The fearsome, long-necked pterosaur had a wingspan measuring seven meters in length and what the team calls a “spear mouth.”
The authors noted that the Toolebuc formation shows the period when shallow seas covered around 60% of Australia.
In June of 2011, local fossicker Len Shaw uncovered the rostral portion of the new anhanguerian pterosaur’s crested mandible at a site called “water pond.”
“This is a very exciting find because pterosaurs are extremely rare, not just in Australia but worldwide. It was found 10 years ago by a gentleman called Len Shaw. So, Len used to work for Twin Council and he would be one of the front-end loader drivers. On his lunch break, he’d essentially fill up the bucket of the front-end loader with water and then sort of gently tip it onto a slopey area of the quarry. And, one day he did that and lo and behold the teeth sockets were staring back at him,” University of Queensland Ph.D. candidate and Co-Author Tim Richards explained in a Monday video detailing the find. “And, he knew he was onto something. And, um, he called over to the curator at the time of Kronosaurus Korner, Paul Stumkat, and they excavated it. And, that’s it. That’s the story of our pterosaur.”
In a University of Queensland article, Richards said their pterosaur was “the closest thing [they[ have to a real life dragon,” pointing out that the skull alone would have been more than one meter long and containing 40 teeth used to catch food in what was once the Eromanga Sea.
The creature’s bones were thin-walled and relatively hollow.
The paper notes that pterosaur fossils are “exceptionally rare” down under and that fewer than 20 specimens had been described since the discovery of the continent’s first pterosaur around 40 years ago.

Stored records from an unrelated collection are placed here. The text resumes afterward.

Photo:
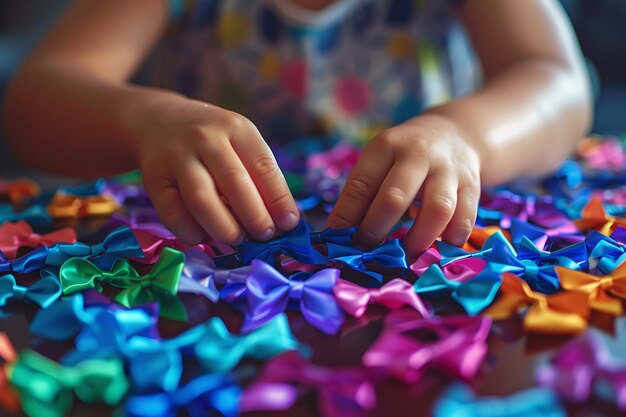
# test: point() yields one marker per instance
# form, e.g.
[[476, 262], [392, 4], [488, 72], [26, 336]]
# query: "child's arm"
[[534, 108], [70, 110]]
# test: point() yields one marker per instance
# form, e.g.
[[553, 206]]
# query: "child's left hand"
[[425, 158]]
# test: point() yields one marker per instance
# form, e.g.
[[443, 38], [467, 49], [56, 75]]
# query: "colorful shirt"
[[349, 70]]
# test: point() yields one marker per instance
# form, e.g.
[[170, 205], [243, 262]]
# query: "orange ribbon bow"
[[563, 313], [68, 206], [597, 288]]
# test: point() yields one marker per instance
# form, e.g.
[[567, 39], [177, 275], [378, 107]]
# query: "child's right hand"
[[209, 172]]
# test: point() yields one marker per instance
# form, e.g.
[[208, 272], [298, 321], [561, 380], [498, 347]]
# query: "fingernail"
[[267, 235], [288, 222]]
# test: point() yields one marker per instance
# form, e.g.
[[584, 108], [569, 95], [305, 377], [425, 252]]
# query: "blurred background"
[[600, 25]]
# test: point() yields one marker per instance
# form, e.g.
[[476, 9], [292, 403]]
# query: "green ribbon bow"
[[46, 388], [78, 274], [160, 285]]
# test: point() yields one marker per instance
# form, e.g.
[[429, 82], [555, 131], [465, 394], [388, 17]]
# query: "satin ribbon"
[[605, 254], [295, 243], [19, 189], [541, 277], [450, 253], [473, 295], [594, 217], [599, 289], [74, 207], [8, 397], [34, 215], [459, 400], [397, 293], [46, 388], [341, 392], [120, 243], [267, 293], [16, 235], [388, 255], [201, 276], [563, 313], [585, 367], [208, 395], [42, 293], [160, 285], [408, 347]]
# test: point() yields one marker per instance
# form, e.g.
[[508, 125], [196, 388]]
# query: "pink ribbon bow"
[[397, 293]]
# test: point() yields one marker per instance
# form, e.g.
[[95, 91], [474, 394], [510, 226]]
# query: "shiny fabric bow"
[[208, 395], [160, 284], [268, 293], [42, 293], [460, 401], [450, 253], [120, 243], [388, 255], [397, 293], [295, 243], [201, 276], [599, 289], [46, 388], [563, 313], [409, 347], [605, 254], [73, 207], [473, 295], [583, 367], [34, 215], [16, 235], [341, 392]]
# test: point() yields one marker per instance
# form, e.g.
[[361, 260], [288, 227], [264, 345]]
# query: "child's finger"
[[171, 210], [236, 185], [438, 206], [361, 187], [460, 227], [258, 159], [393, 199], [203, 201]]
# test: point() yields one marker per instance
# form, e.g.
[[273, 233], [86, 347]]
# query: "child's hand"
[[209, 172], [426, 158]]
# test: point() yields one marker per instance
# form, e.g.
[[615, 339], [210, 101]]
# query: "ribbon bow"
[[16, 235], [473, 295], [296, 244], [459, 400], [161, 285], [387, 255], [267, 293], [46, 388], [74, 207], [562, 313], [200, 275], [397, 293], [43, 292], [34, 215], [581, 366], [78, 274], [120, 243], [597, 288], [408, 347], [450, 253], [342, 392], [208, 395]]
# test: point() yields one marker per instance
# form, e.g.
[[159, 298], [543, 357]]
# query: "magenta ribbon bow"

“The Lower Cretaceous (upper Albian) Toolebuc Formation of North West Queensland is the most productive horizon for Australian pterosaurs,” Richards and fellow author Dr. Steven Salisbury and Stumkat wrote in their abstract.
The group said their pterosaur had features that “indicate an affinity with Anhangueridae,” a known group of toothy pterosaurs and that their findings were “consistent with their reported cosmopolitan distribution during this period.”
“Thapunngaka shawi can be distinguished from other anhanguerids through the possession of a mandible with a smooth dorsal surface medially and uniquely sized alveoli that are positioned laterally along the jaw,” they wrote, noting that further phylogenetic analysis revealed a “close relationship” among all Australian anhanguerids and “points to an endemic Australian radiation within Anhangueridae.”
Salisbury told the university the genus was named in honor of the First Nations peoples of the Richmond area and incorporates words from the now-extinct language of the Wanamara Nation.
“Thapunngaka means ‘spear mouth’ in Wanamara, the language of the people on whose Country the fossils were found,” he wrote in a Monday tweet.
“The species name, shawi, honors the fossil’s discoverer Len Shaw, so the name means ‘Shaw’s spear mouth,'” he said.
As the third-largest anhanguerian pterosaur known worldwide, the paper said that Thapunngaka shawi “provides further evidence for the existence of an increasingly diverse range of large crested pterosaurs in the Australian part of eastern Gondwana during the Cretaceous.”
“There’s always more to find,” Richards said. “There’s always more ground to scratch through.”